On the behavior of test ideals under finite morphisms

TL;DR

This paper establishes how test ideals and $F$-singularities transform under finite morphisms between normal varieties in positive characteristic, linking Frobenius-related homomorphisms and multiplier ideal transformations.

Contribution

It provides new transformation rules for test ideals under finite morphisms and relates Frobenius splittings to multiplier ideals, extending understanding in positive characteristic algebraic geometry.

Findings

Derived transformation rules for test ideals under finite morphisms.

Connected Frobenius splittings to multiplier ideal transformations.

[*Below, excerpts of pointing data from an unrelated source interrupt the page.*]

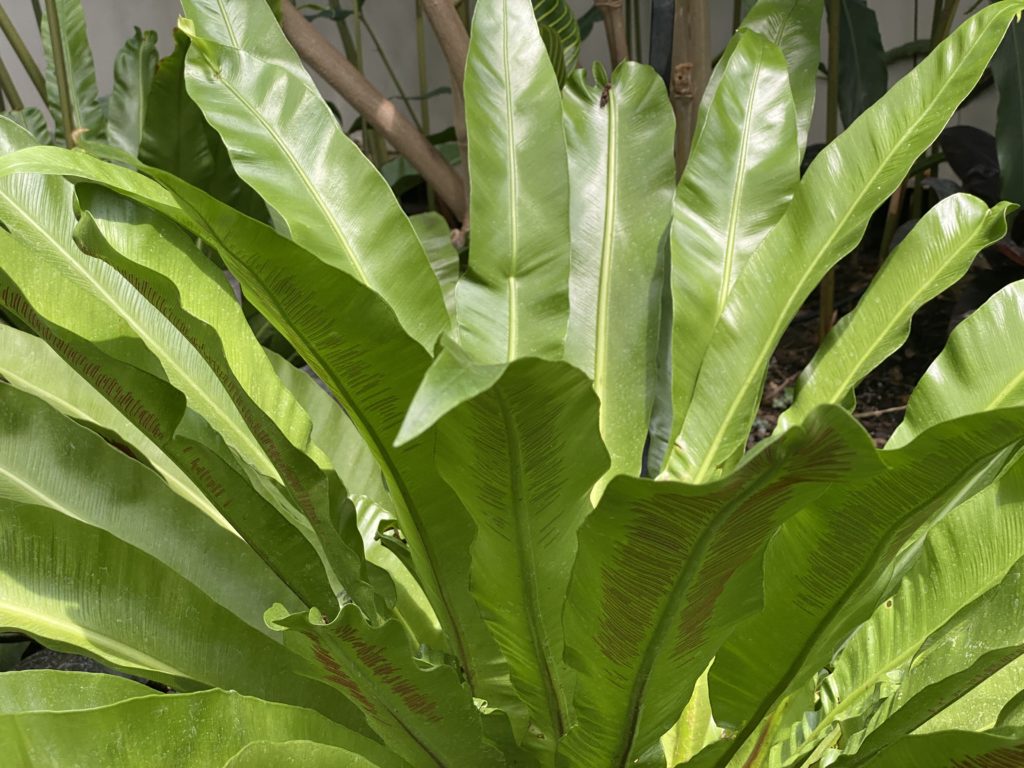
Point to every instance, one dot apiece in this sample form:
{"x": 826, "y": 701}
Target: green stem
{"x": 22, "y": 51}
{"x": 390, "y": 71}
{"x": 8, "y": 89}
{"x": 60, "y": 72}
{"x": 826, "y": 291}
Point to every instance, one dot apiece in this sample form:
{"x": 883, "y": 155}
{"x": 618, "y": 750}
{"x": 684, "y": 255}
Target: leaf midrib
{"x": 754, "y": 371}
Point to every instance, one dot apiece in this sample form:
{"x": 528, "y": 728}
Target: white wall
{"x": 112, "y": 22}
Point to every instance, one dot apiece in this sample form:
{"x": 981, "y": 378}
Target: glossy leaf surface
{"x": 620, "y": 152}
{"x": 512, "y": 302}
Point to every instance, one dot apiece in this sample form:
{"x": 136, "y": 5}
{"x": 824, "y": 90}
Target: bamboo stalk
{"x": 376, "y": 110}
{"x": 22, "y": 51}
{"x": 8, "y": 89}
{"x": 60, "y": 73}
{"x": 690, "y": 71}
{"x": 614, "y": 27}
{"x": 826, "y": 291}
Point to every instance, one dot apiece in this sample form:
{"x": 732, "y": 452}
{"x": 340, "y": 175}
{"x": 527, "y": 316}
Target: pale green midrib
{"x": 784, "y": 680}
{"x": 113, "y": 650}
{"x": 603, "y": 341}
{"x": 245, "y": 437}
{"x": 313, "y": 194}
{"x": 910, "y": 648}
{"x": 388, "y": 468}
{"x": 557, "y": 709}
{"x": 739, "y": 183}
{"x": 677, "y": 595}
{"x": 897, "y": 320}
{"x": 36, "y": 493}
{"x": 513, "y": 181}
{"x": 181, "y": 485}
{"x": 227, "y": 26}
{"x": 711, "y": 455}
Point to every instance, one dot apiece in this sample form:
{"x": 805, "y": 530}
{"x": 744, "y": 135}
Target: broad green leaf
{"x": 287, "y": 144}
{"x": 334, "y": 432}
{"x": 134, "y": 69}
{"x": 954, "y": 749}
{"x": 620, "y": 154}
{"x": 306, "y": 484}
{"x": 522, "y": 457}
{"x": 933, "y": 256}
{"x": 186, "y": 730}
{"x": 29, "y": 364}
{"x": 373, "y": 369}
{"x": 155, "y": 244}
{"x": 296, "y": 754}
{"x": 557, "y": 16}
{"x": 742, "y": 169}
{"x": 1008, "y": 69}
{"x": 828, "y": 567}
{"x": 46, "y": 459}
{"x": 863, "y": 76}
{"x": 422, "y": 714}
{"x": 794, "y": 26}
{"x": 954, "y": 658}
{"x": 980, "y": 369}
{"x": 854, "y": 174}
{"x": 513, "y": 300}
{"x": 435, "y": 235}
{"x": 31, "y": 690}
{"x": 158, "y": 410}
{"x": 656, "y": 586}
{"x": 96, "y": 596}
{"x": 86, "y": 111}
{"x": 33, "y": 121}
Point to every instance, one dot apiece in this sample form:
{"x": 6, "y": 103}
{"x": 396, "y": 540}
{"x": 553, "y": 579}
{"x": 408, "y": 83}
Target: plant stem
{"x": 826, "y": 291}
{"x": 390, "y": 71}
{"x": 8, "y": 89}
{"x": 22, "y": 51}
{"x": 376, "y": 110}
{"x": 690, "y": 71}
{"x": 614, "y": 27}
{"x": 60, "y": 72}
{"x": 424, "y": 83}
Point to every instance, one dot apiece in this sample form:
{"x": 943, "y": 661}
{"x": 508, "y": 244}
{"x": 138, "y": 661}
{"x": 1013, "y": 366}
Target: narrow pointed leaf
{"x": 102, "y": 606}
{"x": 739, "y": 178}
{"x": 422, "y": 714}
{"x": 134, "y": 69}
{"x": 558, "y": 16}
{"x": 980, "y": 369}
{"x": 305, "y": 482}
{"x": 854, "y": 174}
{"x": 829, "y": 566}
{"x": 124, "y": 733}
{"x": 941, "y": 246}
{"x": 522, "y": 458}
{"x": 640, "y": 626}
{"x": 513, "y": 300}
{"x": 85, "y": 104}
{"x": 620, "y": 154}
{"x": 287, "y": 144}
{"x": 29, "y": 364}
{"x": 48, "y": 460}
{"x": 29, "y": 690}
{"x": 309, "y": 301}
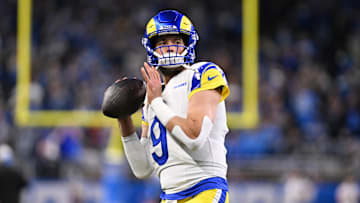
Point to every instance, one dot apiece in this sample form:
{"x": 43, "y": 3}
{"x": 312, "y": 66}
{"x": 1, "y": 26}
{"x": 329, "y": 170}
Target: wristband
{"x": 162, "y": 111}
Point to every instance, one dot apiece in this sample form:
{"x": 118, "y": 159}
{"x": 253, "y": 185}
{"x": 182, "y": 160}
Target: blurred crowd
{"x": 309, "y": 75}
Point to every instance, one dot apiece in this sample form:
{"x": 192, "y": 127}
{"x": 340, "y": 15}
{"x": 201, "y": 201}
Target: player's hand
{"x": 153, "y": 82}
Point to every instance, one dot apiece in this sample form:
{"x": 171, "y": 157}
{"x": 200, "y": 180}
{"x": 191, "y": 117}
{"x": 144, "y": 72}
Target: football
{"x": 123, "y": 98}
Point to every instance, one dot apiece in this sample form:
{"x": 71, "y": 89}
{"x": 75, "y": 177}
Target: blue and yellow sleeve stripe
{"x": 210, "y": 77}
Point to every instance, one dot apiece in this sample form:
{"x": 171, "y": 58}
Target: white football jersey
{"x": 178, "y": 167}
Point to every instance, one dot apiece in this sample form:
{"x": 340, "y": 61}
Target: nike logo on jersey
{"x": 210, "y": 78}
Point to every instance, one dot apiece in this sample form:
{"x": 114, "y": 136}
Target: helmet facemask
{"x": 170, "y": 26}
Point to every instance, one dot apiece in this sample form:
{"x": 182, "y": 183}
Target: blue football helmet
{"x": 170, "y": 22}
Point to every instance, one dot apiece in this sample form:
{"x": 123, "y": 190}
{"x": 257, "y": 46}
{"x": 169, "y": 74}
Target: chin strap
{"x": 172, "y": 58}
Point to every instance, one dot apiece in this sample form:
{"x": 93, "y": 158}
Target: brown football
{"x": 123, "y": 98}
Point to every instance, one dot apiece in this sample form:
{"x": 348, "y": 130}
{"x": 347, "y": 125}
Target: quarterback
{"x": 184, "y": 116}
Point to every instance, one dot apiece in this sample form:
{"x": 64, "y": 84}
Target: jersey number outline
{"x": 161, "y": 160}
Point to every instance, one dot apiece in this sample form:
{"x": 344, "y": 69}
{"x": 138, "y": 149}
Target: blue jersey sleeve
{"x": 209, "y": 76}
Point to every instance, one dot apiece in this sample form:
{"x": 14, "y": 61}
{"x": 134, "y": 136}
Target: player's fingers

Identified conditions for surjectivity of the trace map.

Abstract

We derive transformation rules for test ideals and $F$-singularities under an arbitrary finite surjective morphism $\pi : Y \to X$ of normal varieties in prime characteristic $p > 0$. The main technique is to relate homomorphisms $F_{*} O_{X} \to O_{X}$, such as Frobenius splittings, to homomorphisms $F_{*} O_{Y} \to O_{Y}$. In the simplest cases, these rules mirror transformation rules for multiplier ideals in characteristic zero. As a corollary, we deduce sufficient conditions which imply that trace is surjective, i.e. $Tr_{Y/X}(\pi_{*}O_{Y}) = O_{X}$.